Al llegar al centro de la pista di media vuelta y vi que Judith, Anna y las demás se aproximaban con los hombros caídos, casi no se tenían en pie.
Tengo que admitir que disfruté un poquito. Yo me encontraba la mar de bien y ellas estaban tan débiles que daban pena. Judith y Anna se lo merecían. Intenté no sonreír al ver cómo se arrastraban hasta sus posiciones. Bueno, la verdad es que no pude reprimir una risita.
El árbitro tocó el silbato y se dispuso a lanzar la pelota para dar comienzo a la segunda parte. Judith y una jugadora del Jefferson iban a saltar para disputar el balón.
La bola se elevó en el aire. La jugadora del Jefferson saltó muy alto. Judith hizo un verdadero esfuerzo, se le notaba en la cara, pero apenas levantó los pies del suelo.
La jugadora contraria palmeó la pelota hacia una de sus compañeras y entonces se lanzaron al ataque. Yo salí tras ellas, corriendo a más no poder, pero el resto de mi equipo sólo podía caminar.
Encestaron con toda facilidad.
—¡Venga, Judith, que podemos con ellas! —grité alegremente dando una palmada.
Judith me miró. Estaba asfixiada. Sus ojos verdes parecían apagados, como desvaídos.
—¡Ánimo! ¡Ánimo! ¡Vamos! —las animé.
La verdad es que me lo estaba pasando pipa.
Judith apenas podía botar la pelota. Yo la cogí y driblé a la chica que me marcaba. Al ir a tirar, una jugadora contraria me empujó por detrás.
Dos tiros libres.
Mis compañeras tardaron una eternidad en acercarse al área. Yo, naturalmente, fallé los dos tiros, pero no me importó.
—¡Venga! ¡Venga! —les grité batiendo palmas—. ¡Defensa! ¡Defensa!
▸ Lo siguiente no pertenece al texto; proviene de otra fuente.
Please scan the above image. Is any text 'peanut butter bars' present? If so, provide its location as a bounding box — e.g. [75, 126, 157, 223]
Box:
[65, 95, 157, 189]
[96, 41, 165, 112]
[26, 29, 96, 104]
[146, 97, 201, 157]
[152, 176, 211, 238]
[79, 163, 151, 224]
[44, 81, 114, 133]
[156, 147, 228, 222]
Me había convenido en la líder de mis compañeras. Estaba disfrutando como una loca. Era la jugadora más completa del equipo. ¡Lo mejor de todo era ver a Judith y Anna arrastrarse de un lado a otro agotadas! ¡Era de lo más guay!
Perdimos el partido por veinticuatro puntos. Judith y las demás parecían contentas de que hubiera terminado. Yo fui al vestuario a paso ligero, con una enorme sonrisa dibujada en la cara.
Ya casi me había cambiado cuando entraron mis compañeras. Judith se me acercó y se apoyó contra mi taquilla. Me dirigió una mirada de mosqueo.
—¿Cómo es que tienes tanta marcha?
Yo me encogí de hombros.
—No lo sé. Yo me encuentro como siempre.
Judith tenía la cara surcada por el sudor, el pelo pegado a la cabeza.
—¿Qué nos pasa? —dijo bostezando—. No lo entiendo.
—A lo mejor has cogido la gripe o algo así —contesté, intentando disimular lo bien que me lo estaba pasando.
¡Aquello era genial!
—¡Ay! Estoy agotada —gimió Anna.
—Seguro que mañana estáis mejor —dije haciéndome la buena.
—Todo esto es muy raro —murmuró Judith. Quiso clavarme la mirada, pero estaba tan cansada que no podía.
—¡Hasta mañana! —dije cogiendo mis cosas—. ¡Que os mejoréis!
Y salí del vestuario. «Mañana estarán mejor —me tranquilicé—. Mañana estarán bien. No se van a quedar así, ¿verdad?»
Al día siguiente me quedé de pasta de boniato.